Guest Editorial

Tuesday, January 30, 2007

Preserving the public's access

Many government bureaucrats and public elected officials are quick to justify questionable business expenses. They don't shy away from hiring professionals, or creating new staff positions, to lobby for more taxpayer dollars. Very seldom, if ever, do they turn down a big pay raise. But ask them to spend a relatively few bucks of their budgets for the sake of public accountability, and you'd think they were being asked to sacrifice a pound of flesh.

In central Iowa, home of one of the largest mis-uses of public funds in recent state history, government officials have raised the pitch of their whining about a new law that requires publication of notices of meetings, salaries and spending by taxpayer-funded organizations that were established to allow governments to cooperate and collaborate.

These organizations, created by 28E agreements, heretofore were not required to publish such notices, so the discomfort of the new public accountability comes as no surprise here. Our budgets are too tight! We don't spend much money! And, besides, why can't these notices be posted free on the Internet! Boo-hoo! These crocodile tears can't hide ulterior motives to dilute government accountability to the public.
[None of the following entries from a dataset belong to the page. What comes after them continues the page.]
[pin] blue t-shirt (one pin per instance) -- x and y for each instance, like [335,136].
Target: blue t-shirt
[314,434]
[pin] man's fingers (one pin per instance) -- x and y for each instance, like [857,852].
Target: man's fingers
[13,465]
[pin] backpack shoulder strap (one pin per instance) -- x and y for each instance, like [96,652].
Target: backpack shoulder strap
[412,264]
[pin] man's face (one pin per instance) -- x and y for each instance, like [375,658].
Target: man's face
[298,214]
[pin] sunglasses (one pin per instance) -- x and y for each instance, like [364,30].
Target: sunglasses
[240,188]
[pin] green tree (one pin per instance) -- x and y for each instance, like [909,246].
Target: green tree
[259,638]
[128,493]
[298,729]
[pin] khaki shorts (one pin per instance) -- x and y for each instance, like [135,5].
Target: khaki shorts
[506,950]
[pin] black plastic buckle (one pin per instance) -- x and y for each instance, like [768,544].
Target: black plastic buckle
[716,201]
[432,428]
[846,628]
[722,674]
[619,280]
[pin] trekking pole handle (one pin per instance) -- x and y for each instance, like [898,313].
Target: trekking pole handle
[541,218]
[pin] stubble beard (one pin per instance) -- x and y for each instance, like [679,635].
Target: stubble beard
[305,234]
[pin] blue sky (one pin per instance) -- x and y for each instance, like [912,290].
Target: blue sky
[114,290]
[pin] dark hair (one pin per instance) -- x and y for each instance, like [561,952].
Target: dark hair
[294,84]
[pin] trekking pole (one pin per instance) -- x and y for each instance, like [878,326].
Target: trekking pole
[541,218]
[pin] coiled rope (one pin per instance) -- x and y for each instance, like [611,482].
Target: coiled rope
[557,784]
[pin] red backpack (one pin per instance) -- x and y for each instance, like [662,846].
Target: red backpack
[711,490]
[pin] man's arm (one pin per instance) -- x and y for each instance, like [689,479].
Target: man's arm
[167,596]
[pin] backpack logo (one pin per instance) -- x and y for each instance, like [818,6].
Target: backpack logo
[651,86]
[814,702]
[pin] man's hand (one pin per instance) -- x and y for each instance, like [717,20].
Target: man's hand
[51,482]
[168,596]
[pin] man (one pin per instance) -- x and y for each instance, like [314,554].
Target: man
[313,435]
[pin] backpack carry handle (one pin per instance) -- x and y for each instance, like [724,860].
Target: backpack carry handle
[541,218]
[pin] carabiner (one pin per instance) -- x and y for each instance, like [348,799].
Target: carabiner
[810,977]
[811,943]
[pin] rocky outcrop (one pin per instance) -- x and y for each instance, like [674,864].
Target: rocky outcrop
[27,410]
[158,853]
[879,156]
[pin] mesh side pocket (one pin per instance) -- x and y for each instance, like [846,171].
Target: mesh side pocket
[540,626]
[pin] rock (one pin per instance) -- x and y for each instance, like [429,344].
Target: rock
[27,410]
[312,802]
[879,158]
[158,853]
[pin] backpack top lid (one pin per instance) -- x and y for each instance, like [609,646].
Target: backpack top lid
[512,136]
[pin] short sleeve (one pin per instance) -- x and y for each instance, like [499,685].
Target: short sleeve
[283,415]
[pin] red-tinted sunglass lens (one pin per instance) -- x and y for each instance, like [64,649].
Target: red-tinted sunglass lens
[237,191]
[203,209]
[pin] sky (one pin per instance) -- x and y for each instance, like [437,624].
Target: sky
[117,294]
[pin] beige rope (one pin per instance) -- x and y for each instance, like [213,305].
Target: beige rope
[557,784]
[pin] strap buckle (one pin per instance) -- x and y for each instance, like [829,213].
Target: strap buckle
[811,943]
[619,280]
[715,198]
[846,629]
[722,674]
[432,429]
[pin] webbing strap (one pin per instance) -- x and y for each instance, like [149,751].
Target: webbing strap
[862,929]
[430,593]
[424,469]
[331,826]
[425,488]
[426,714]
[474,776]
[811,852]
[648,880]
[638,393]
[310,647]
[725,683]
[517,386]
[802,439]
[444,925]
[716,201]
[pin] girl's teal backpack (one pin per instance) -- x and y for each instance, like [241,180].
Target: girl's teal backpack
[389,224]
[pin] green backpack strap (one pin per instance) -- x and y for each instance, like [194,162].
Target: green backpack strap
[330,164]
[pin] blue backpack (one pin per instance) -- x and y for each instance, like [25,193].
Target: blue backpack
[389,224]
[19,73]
The Metro Advisory Council, made up of 21 Des Moines-area cities and four counties, asked legislators to relax the grip of the new law. They jumped to the head of a long line of city, school and county governments that have been lobbying for years to pull the plug on newspaper publication requirements.

The new source of irritation is a law that sailed through the Iowa Capitol last spring in the wake of a financial scandal by the Central Iowa Employment and Training Consortium, which lavished $1.8 million on salaries and bonuses for several top employees, who are now facing federal indictments. Had the CIETC board been required to publish spending notices in the Des Moines area newspapers, the compensation package never would have been approved or the public would have stopped it.

Newspapers publish public notices for at-cost rates, but do so gladly because of the free press' commitment to serve the community with information and motivate an informed public to be more engaged with their government.

Relegating public notices to obscure government-controlled Web sites makes the information very hard to find and sets the stage for devious bureaucrats to censor information they don't want you to know.

Without laws requiring publication, there is no transparency in government, only mistrust of it.

The cost of open government in Iowa goes beyond the salaries and benefits of employees and the services they provide. The small amount paid for public accountability - publishing public notices in community newspapers where they are routinely read by voters - is a big return on taxpayers' ''investment'' for a government of the people and by the people.